Noircir les faits - Espace51 - Exposition du 18 avril au 4 mai 2025
Noircir les faits
Derrière un titre plutôt paradoxal en des temps déjà assez sombres, se révèle une pratique dans laquelle le visible est entièrement tourné vers le tangible. Photographies, moulages et empreintes de toutes sortes, c’est toujours sur le mode de l’indice que mes pièces se manifestent. Les différentes techniques de reproduction que j’utilise ont toutes pour but de produire de la trace, c’est-à-dire un état attestant à la fois d’une présence et d’un effacement. De l’original, qu’il s’agisse d’un objet ou d’une image, il ne reste que l’écho, soit un signal altéré et différé.
Reporter les choses n’est donc pas ici les rapporter fidèlement, mais dans le geste et le temps du report s’en éloigner un peu. Ce n’est pas le même qui m’intéresse, mais le double, ce même mais autre, avec le trouble qui l’accompagne. En troublant ainsi la vue, mes pièces retardent leur réception et forcent l’attention. Un matériau peut vite être pris pour un autre, une image disparaître aussi furtivement qu’elle est apparue. Le visible est ici toujours en sursis, fragilisé dans ce qui se perçoit au risque de ne plus rien montrer du tout, ou alors dans sa matérialité même quitte à le mettre en danger, demandant littéralement de faire attention, de reconnaître cette fragilité pour lui permettre d’exister.
Mais c’est aussi par les mots que le double ou le doute est semé. Chaque titre est construit en jouant sur les polysémies et les associations. En ce sens, Noircir les faits peut à la fois venir questionner un pessimisme latent ou être une manière de l’organiser, selon la belle formule de Walter Benjamin « organiser le pessimisme », donc de lui faire face (son usage est ici sans doute abusif, il n’en reste pas moins qu’elle me revient régulièrement en tête). Noircir les faits nommerait ainsi une façon d’appréhender le monde, un moyen de prendre sa trace, comme si avec un charbon, je venais en frotter la surface afin d’en rendre l’empreinte. C’est encore un clin d’œil à ma pratique qui se décline uniquement en noir et blanc.

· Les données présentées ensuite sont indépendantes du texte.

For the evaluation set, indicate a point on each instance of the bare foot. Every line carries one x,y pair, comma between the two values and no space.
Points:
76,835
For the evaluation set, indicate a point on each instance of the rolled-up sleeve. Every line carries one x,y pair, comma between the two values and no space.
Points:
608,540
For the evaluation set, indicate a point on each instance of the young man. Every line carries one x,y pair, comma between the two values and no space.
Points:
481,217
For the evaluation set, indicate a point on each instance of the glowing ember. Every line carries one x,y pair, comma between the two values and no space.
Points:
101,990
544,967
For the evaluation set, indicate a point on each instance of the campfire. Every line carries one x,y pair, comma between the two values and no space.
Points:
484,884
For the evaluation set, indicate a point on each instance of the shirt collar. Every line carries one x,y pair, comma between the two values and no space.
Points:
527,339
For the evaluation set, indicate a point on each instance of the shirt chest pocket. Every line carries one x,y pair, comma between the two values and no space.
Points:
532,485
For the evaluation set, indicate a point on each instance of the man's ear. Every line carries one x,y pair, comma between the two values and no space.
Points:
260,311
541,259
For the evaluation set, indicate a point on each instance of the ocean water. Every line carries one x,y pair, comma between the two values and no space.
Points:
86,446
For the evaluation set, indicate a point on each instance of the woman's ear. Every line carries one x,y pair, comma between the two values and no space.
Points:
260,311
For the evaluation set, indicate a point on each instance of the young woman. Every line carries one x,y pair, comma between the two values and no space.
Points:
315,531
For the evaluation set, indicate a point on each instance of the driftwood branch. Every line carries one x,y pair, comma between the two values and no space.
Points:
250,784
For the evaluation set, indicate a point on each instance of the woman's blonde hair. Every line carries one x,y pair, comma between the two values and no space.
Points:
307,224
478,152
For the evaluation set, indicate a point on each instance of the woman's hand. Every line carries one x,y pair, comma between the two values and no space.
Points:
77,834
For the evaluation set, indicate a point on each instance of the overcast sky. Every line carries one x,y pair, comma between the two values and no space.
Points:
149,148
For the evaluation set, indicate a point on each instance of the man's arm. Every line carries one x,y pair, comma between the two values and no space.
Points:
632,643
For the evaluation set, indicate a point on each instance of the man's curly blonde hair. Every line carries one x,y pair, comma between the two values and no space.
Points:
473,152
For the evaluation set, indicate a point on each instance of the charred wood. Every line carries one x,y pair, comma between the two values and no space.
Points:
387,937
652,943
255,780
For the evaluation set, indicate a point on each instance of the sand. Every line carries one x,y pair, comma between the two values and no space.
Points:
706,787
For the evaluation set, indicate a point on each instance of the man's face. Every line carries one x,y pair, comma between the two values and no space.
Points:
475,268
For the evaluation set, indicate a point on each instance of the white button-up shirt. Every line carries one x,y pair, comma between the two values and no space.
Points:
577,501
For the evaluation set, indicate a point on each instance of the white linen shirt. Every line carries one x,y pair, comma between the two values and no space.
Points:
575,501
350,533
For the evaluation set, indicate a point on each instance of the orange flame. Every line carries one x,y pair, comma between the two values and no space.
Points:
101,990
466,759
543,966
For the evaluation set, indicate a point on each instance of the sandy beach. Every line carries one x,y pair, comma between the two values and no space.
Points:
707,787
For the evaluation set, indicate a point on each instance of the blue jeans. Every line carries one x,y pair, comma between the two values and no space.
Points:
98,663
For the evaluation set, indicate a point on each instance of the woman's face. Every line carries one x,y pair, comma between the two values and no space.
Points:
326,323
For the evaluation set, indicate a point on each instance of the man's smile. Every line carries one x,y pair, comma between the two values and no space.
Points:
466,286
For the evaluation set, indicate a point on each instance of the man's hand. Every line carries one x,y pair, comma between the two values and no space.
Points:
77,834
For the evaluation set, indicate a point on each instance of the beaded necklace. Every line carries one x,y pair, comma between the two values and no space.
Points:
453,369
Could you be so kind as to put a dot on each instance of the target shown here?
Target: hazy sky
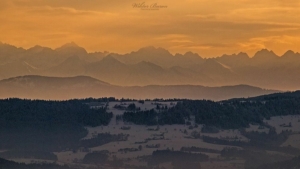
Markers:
(208, 27)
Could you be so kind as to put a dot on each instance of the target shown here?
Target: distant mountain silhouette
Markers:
(154, 66)
(39, 87)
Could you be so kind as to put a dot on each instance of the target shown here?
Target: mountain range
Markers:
(154, 66)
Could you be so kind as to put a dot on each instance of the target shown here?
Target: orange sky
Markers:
(208, 27)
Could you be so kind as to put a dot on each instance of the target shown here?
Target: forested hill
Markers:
(18, 112)
(227, 114)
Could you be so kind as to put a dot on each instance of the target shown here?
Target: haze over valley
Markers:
(154, 66)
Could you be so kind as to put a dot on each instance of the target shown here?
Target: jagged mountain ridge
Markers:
(154, 66)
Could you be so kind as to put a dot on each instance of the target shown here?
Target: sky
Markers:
(208, 27)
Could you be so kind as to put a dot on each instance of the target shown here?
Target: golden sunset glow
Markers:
(208, 27)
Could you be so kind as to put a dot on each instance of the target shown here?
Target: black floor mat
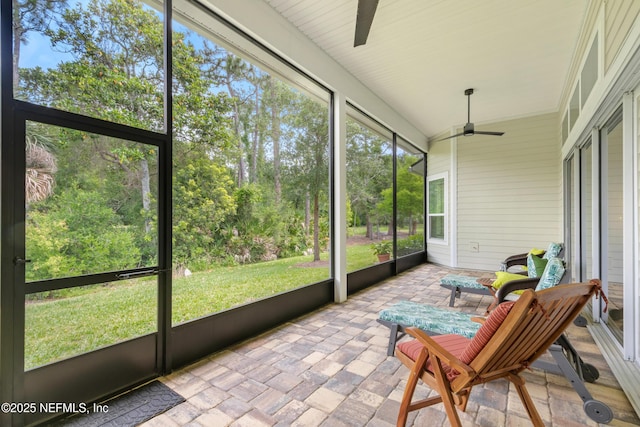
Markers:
(130, 409)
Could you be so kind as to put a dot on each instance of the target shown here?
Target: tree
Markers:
(75, 233)
(308, 157)
(369, 171)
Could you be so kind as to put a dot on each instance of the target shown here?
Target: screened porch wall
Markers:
(509, 195)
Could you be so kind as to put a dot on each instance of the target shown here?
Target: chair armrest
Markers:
(515, 285)
(518, 259)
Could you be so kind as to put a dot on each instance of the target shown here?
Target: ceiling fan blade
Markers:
(364, 19)
(449, 137)
(478, 132)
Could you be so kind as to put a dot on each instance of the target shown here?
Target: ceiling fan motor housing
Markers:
(468, 129)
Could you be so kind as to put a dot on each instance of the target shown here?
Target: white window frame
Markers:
(445, 214)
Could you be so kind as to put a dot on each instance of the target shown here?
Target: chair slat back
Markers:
(534, 323)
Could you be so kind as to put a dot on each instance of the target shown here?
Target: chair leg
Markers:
(526, 400)
(445, 393)
(412, 381)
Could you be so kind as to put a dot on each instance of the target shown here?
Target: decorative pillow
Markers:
(503, 277)
(536, 251)
(486, 331)
(553, 250)
(535, 265)
(552, 274)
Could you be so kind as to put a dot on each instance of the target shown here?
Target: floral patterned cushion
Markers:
(429, 318)
(553, 273)
(553, 250)
(460, 281)
(535, 265)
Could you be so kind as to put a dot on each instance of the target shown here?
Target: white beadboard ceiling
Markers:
(422, 54)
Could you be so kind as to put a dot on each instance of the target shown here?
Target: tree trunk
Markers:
(316, 228)
(146, 194)
(307, 213)
(255, 144)
(275, 136)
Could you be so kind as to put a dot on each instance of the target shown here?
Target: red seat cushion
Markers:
(486, 331)
(463, 348)
(454, 344)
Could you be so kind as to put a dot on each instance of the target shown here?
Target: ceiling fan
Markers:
(469, 129)
(364, 19)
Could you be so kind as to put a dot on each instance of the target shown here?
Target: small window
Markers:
(574, 108)
(589, 75)
(437, 208)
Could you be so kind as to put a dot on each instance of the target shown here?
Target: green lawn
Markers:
(104, 315)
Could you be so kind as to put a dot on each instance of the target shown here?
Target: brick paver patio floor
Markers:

Cette exposition constitue le premier volet du projet L’extinction des feux qui tire son titre de la série présentée dans l’exposition. L’expression qui remonte aux temps où la lumière était fournie par la flamme d’une bougie que l’on éteignait au moment du coucher a été reprise dans le langage militaire qui lui a donné une signification plus autoritaire. Résonnant de plusieurs manières avec la période actuelle et mon travail, elle est devenue le titre d’un projet mêlant principalement installation et photographie. L’expression définit un cadre sémantique qui guide mes recherches et dans lequel s’inscrivent des pièces déjà réalisées. Cet ensemble ouvert de pièces se renvoyant les unes aux autres invite les spectateur·x·ices à arpenter un territoire mental dans lequel resurgissent les bruissements du monde.